Die Erde als lebendiger Organismus: Gaia
Selten hat mich eine Idee so beeindruckt und im Denken beeinflußt wie die GAIA - Hypothese von James Lovelock und Lynn Margulis (Gaia = griechische Erdgöttin). Eine Wiedergeburt einer alten Idee, in der das Leben nicht als passiv reagierender Teil der Regelkreise, sondern als formender Teil des Gesamtsystems auftritt. Begründet wird dies damit, dass die Gesamtheit aller lebenden Organismen und nichtlebendigen Teile der Erde Teil eines dynamischen Systems sind, welches die gesamte Biosphäre durch negative Rückkopplung mit der Geosphäre stabil hält. Symbiose zwischen der Biosphäre und Geosphäre, die sich gegenseitig beeinflußen und verändern, bedeutet letztendlich, dass der Planet Erde als ein einziger lebender Organismus angesehen werden muß - im Gegensatz zu den Planeten Venus und Mars. Eine ganzheitliche Sicht des dynamischen Systems Erde also, nicht aufgeteilt in unterschiedliche dynamische Wirkungskreise, die keine Wechselwirkung miteinander haben. Der Begriff "Leben" erfährt hier seine erweiterte Bedeutung. Selbst ein Begriff aus der Psychologie - Resilienz - bekommt in der Umweltforschung einen neuen Sinn. Er bedeutet hier die Fähigkeit eines Systems, mit Veränderungen umgehen zu können.

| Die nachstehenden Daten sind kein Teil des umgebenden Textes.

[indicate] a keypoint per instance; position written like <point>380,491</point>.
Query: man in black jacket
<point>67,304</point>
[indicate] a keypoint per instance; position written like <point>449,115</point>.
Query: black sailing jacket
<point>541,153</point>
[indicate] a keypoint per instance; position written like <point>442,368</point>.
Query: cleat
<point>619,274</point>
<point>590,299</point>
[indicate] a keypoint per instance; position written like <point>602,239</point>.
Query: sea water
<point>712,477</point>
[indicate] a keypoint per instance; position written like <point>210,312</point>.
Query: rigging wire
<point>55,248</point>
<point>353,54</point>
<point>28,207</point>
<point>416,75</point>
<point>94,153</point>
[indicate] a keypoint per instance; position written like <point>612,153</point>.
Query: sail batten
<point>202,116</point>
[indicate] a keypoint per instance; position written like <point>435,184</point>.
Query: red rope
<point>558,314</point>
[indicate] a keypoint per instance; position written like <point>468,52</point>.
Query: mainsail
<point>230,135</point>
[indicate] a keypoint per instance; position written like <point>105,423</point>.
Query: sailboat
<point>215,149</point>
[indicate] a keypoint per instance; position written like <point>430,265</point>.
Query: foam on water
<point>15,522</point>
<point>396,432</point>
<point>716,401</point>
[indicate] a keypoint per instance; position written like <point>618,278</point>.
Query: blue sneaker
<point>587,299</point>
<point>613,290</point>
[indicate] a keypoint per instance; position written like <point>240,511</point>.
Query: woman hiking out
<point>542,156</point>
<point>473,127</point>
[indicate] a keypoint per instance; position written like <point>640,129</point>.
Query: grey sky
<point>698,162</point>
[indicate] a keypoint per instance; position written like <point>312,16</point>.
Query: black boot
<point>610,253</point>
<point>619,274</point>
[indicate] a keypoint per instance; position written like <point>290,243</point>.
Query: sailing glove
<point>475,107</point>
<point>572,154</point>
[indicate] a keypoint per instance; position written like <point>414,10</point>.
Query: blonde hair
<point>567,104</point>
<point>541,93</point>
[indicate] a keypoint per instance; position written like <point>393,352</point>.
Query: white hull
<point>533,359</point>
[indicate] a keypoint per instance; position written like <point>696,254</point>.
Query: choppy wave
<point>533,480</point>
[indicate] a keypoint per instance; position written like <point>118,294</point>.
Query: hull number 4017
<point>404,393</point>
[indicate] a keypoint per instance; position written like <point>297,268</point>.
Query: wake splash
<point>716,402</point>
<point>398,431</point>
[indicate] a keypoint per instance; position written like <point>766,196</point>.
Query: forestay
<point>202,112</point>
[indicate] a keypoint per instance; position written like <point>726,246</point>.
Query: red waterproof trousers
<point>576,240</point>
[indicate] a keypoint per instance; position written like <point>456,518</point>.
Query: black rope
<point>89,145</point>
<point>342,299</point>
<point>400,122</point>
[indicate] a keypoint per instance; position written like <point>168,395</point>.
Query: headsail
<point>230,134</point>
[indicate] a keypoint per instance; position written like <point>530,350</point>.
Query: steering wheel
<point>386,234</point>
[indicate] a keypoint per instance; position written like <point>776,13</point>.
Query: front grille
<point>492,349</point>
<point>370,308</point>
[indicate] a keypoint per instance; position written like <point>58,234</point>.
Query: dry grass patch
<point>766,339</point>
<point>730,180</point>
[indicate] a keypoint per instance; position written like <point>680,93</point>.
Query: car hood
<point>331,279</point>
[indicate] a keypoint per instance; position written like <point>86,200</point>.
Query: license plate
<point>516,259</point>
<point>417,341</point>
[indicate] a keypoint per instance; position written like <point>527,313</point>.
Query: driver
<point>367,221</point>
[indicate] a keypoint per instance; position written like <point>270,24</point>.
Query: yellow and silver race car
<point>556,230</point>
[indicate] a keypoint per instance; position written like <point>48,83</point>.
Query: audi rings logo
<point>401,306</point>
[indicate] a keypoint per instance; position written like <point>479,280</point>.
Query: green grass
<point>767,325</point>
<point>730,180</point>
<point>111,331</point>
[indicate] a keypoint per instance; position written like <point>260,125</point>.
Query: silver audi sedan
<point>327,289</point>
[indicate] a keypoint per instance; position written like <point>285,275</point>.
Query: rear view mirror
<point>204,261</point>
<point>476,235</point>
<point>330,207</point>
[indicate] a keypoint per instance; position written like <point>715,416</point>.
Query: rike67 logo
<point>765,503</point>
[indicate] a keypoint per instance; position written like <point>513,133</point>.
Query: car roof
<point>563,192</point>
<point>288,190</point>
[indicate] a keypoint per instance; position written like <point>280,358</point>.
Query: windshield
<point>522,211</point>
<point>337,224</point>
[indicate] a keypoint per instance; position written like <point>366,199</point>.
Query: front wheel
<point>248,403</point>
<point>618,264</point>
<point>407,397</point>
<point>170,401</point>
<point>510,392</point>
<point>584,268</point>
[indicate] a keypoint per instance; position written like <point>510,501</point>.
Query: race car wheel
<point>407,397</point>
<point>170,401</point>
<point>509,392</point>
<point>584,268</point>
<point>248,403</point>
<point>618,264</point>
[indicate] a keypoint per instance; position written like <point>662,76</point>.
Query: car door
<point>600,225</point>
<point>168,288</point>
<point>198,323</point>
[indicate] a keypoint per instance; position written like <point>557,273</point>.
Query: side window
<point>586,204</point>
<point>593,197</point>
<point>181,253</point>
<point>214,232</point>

Mathematisch gehört der Themenkreis sicherlich in das Gebiet der Systemanalyse - der logistischen Differentialgleichungen und den gekoppelten Lotka-Volterra Gleichungen. Es geht um die Strukturierung komplexer Systeme - um Wachstumsprozesse - um Lernprozesse - aber auch um vergessende Systeme (Master Controls; Cesare Marchetti).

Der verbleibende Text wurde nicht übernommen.